Clip Values

 

Updated: June 21, 2016

Detects outliers and clips or replaces their values

You can use the Clip Values module to identify and optionally replace data values that are above or below a specified threshold. This is useful when you want to remove outliers or replace them with a mean, or threshold value.

There are multiple ways to identify values for clipping: you can set a value to use as the upper or lower boundary, or you can specify a percentile range. All values outside the range are replaced or removed using the method you specify.

 

  1. Add the Clip Values module to your experiment and connect it to the dataset you want to modify.

    If you want to modify only a few columns, you can use Select Columns in Dataset to choose a subset of columns.

  2. In List of columns, use the Column Selector to choose the columns to which Clip Values will be applied.

    Note that you can apply only one kind of transformation at a time. Therefore, you might need to use multiple instances of Clip Values to adjust different types of numeric data.

  3. Indicate the method that you want to apply when identifying target values.

    • ClipPeaks 

      If you clip values by peaks, you specify only an upper boundary. Values greater than that boundary value are replaced or removed.

    • ClipSubpeaks 

      If you clip only by sub-peaks, you specify only a lower boundary. Values that are less than that boundary value are replaced or removed.

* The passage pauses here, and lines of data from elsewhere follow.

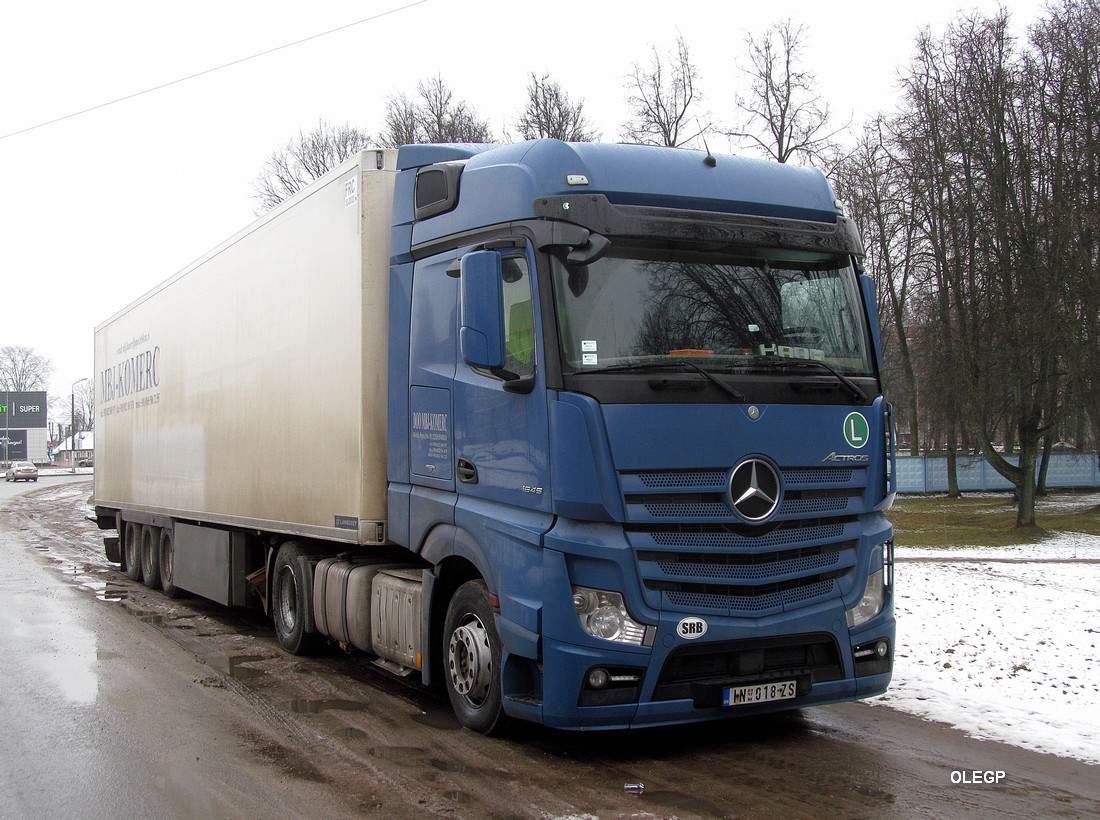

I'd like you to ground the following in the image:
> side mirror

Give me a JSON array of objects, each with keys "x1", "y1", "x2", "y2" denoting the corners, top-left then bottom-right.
[
  {"x1": 859, "y1": 273, "x2": 882, "y2": 373},
  {"x1": 459, "y1": 251, "x2": 505, "y2": 370}
]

    • ClipPeaksAndSubpeaks 

      If you clip values by peaks and sub-peaks, you can specify both the upper and lower boundaries. Values that are outside that range are replaced or removed. Values that match the boundary values are not changed.

  4. Specify the value used to define the threshold or boundary. Values can be defined as constants or as percentiles:

    • Constant . Choose this option to specify a single, hard-coded maximum or minimum value.

      For example, you might know that 999 has been used as a placeholder value and clip that value, replacing it with a null.

    • Percentile . Choose this option to constrain the column values to a percentile range. Then, type the upper or lower percentile range values as required. See the section on percentiles for some examples of how these values work.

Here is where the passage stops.